FOR IMMEDIATE RELEASE                                       Press Contact and Investor Contact:
                                    John T. Grigsby, Jr.
                                    703/934-3010

KAISER GROUP HOLDINGS ANNOUNCES WITHDRAWAL OF PROPOSED EXCHANGE OFFER AND PLANS FOR PREFERRED STOCK REDEMPTION

        FAIRFAX, VA December 11, 2002—Kaiser Group Holdings, Inc. (OTCBB: KGHI) announced that it has decided to withdraw the Company's proposed exchange offer of notes for preferred stock and proceed with a redemption of $15,519,020 liquidation preference of its Series 1 Redeemable Cumulative Preferred Stock on or about January 31, 2003. Based on recent advice of favorable distributions from Kaiser-Hill Company, LLC for the fourth quarter of 2002, this planned redemption is for $3 million more than the previously planned redemption, announced on November 15, 2002. The redemption, which will leave a balance of approximately $47 million liquidation preference of Series 1 Redeemable Cumulative Preferred Stock outstanding, will be on a pro rata basis, in accordance with the terms of the Series 1 Redeemable Cumulative Preferred Stock.

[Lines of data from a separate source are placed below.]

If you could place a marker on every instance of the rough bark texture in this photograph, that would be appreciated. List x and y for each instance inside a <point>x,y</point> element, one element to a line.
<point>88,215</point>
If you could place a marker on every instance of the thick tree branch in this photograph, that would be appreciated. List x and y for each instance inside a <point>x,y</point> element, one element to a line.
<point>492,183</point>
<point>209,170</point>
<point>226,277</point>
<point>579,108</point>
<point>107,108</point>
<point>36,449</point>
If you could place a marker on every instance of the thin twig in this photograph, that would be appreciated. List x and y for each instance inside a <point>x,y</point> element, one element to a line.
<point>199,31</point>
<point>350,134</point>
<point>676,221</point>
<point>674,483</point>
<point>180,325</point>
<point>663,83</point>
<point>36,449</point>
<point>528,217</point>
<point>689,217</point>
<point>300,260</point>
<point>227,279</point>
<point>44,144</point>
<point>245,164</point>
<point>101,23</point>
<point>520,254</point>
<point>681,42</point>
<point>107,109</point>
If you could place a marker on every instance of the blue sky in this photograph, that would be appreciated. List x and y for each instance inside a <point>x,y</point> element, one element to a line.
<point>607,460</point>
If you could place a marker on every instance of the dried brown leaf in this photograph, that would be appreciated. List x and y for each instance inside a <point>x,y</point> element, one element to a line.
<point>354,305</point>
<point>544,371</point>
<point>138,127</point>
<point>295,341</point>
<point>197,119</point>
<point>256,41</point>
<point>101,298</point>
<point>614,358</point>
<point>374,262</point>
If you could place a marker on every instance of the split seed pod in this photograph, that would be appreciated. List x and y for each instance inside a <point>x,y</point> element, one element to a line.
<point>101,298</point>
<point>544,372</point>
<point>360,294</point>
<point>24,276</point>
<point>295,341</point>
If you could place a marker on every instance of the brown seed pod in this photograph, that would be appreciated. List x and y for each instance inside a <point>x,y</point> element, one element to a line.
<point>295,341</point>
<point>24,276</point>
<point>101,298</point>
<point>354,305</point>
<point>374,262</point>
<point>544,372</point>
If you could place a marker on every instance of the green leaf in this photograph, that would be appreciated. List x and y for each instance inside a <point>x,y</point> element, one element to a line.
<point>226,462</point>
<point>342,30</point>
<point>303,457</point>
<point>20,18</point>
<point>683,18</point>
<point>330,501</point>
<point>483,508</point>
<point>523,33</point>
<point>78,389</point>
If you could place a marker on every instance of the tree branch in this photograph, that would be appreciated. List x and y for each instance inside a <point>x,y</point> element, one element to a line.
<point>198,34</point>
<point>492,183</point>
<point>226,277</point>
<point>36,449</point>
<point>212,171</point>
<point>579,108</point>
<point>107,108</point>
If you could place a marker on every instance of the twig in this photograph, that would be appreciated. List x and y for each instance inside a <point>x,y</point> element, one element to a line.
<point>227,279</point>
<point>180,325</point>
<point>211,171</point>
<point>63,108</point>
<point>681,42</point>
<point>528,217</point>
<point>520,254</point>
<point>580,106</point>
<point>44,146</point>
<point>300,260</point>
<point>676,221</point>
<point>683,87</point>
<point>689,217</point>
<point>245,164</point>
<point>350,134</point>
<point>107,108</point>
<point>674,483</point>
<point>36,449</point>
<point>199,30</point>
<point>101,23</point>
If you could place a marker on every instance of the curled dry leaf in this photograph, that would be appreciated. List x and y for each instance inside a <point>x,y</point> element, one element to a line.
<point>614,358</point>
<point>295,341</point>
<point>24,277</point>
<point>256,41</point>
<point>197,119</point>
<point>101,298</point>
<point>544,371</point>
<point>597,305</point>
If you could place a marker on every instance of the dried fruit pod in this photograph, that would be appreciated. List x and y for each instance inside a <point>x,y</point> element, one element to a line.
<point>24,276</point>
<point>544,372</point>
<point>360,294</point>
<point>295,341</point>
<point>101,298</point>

        The Company's decision not to proceed at this time with an exchange offer of notes for at least some of its Series 1 Redeemable Cumulative Preferred Stock is based on changed circumstances since the filing of the registration statement for the exchange offer with the Securities and Exchange Commission on October 18, 2002. These circumstances include (1) the conclusion of the Board of Directors that additional cash would be available for a redemption $3 million larger than that previously planned, (2) the adverse impact of the pendency of the exchange offer, under applicable SEC rules, on the Company's ability to effect promptly the planned redemption of its Series 1 Redeemable Cumulative Preferred Stock, (3) the expression of concerns by some holders of its Series 1 Redeemable Cumulative Preferred Stock as to the terms of the proposed exchange as set forth in the registration statement filed with the SEC on October 18, 2002, and (4) the Company's current belief that events and operating results during 2003 might make it possible for the Company to make another substantial redemption of the Series 1 Redeemable Cumulative Preferred Stock by the end of 2003 or in early 2004, which would reduce the tax savings associated with the proposed exchange. Depending on events and operating results during 2003, the Company may reconsider during 2003 an exchange offer of notes for some or all of its Series 1 Redeemable Cumulative Preferred Stock. However, the Company has no present plans to do so.